Producenci warzyw i owoców znów zapowiadają blokady dróg.
Dotychczasowe rozmowy z ministrem rolnictwa Krzysztofem Jurgielem nie przyniosły oczekiwanych skutków. Decyzjęo o kolejnych strajkach podjęto na spotkaniu w Błaszkach (woj. łódzkie), w którym wziął udział Jarosław Sachajko, szef sejmowej Komisji Rolnictwa i Rozwoju Wsi.
Jego organizatorem było Stowarzyszenie Polskich Producentów Ziemniaków i Warzyw. Było to już kolejne z podjętych kroków przez organizację, które ma na celu zmusić ministerstwo rolnictwa do działań w sprawie polepszenia cen płodów rolnych oraz kontroli importowanej żywności. W marcu miały miejsce nie tylko spotkania na wsiach czy w gmachu resortu rolnictwa, ale i protesty na drogach. Tuż przed spotkaniem gospodarze pokazali posłowi Sachajce swoje produkcje, w tym chłodnie pełne warzyw oraz pola ziemniaków przykryte folią, co obrazuje skalę problemu. Zebrani na sali podjęli decyzję, że znów wyjdą na ulicę.

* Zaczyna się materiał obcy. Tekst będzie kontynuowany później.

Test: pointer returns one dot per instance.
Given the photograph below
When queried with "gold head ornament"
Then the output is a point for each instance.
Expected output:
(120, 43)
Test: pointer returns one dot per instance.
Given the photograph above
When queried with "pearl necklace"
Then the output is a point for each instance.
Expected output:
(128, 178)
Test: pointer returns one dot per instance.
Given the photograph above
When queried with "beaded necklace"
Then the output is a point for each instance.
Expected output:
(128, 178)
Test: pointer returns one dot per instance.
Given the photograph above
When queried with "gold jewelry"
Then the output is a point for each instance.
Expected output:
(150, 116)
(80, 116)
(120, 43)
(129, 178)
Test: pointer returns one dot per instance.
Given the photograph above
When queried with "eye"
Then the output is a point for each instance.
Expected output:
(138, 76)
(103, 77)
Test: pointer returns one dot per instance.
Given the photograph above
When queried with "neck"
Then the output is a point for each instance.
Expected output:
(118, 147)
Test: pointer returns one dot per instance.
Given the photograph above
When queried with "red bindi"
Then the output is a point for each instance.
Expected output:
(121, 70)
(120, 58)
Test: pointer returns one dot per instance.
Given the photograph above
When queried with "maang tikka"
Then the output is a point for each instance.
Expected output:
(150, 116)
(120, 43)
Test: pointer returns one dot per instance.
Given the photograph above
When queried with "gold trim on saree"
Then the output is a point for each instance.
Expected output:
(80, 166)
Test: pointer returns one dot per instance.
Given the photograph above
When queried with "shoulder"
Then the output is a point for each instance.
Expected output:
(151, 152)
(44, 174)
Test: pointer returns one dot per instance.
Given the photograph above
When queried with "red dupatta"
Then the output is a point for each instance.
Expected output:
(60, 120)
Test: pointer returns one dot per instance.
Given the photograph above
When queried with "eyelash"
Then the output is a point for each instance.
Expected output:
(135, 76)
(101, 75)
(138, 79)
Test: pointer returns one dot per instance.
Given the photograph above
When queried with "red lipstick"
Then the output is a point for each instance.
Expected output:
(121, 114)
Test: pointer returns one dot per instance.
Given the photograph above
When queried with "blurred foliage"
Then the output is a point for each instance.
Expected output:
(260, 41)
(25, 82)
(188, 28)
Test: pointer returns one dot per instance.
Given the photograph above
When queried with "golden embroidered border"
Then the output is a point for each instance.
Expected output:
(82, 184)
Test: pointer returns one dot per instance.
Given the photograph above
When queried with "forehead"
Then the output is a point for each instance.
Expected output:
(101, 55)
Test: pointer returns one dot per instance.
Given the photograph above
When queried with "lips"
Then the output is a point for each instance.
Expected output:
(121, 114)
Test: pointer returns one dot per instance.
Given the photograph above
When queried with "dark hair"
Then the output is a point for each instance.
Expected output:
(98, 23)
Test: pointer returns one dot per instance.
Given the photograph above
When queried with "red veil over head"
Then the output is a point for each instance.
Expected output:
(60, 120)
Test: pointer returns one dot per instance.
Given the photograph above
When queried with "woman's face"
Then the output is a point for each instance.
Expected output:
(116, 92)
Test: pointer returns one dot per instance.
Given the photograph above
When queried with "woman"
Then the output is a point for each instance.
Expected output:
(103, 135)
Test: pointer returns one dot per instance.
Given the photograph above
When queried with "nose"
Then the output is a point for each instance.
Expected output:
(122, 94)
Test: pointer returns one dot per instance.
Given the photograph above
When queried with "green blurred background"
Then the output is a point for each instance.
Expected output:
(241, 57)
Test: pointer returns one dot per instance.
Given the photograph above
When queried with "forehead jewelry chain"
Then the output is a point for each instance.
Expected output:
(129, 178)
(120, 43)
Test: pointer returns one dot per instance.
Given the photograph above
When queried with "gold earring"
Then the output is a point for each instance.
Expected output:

Dlaczego producenci rolni protestują? Sprawdź TUTAJ
Dotychczasowe działania prowadzone przez ministerstwo i służby, ich zdaniem, to tylko gra pozorów. Michał Kołodziejczak, przewodniczący organizacji zaznaczył, że rząd obiecał wprowadzenie kontroli fitosanitarnej importowanych do Polski warzyw i ziemniaków. I choć przeprowadzono 400 takich kontroli, żadnych nieprawidłowości nie wykazano. Producenci przypuszczają, że właśnie po to, by nie drażnić zachodnich koncernów.
- Na jednym z oficjalnych spotkań usłyszeliśmy od szefa służb, że nie chcą wywoływać wojny handlowej z Zachodem Europy. To oznacza, że w obronie polskiej produkcji nic nie zrobią? - powiedział Michał Kołodziejczak.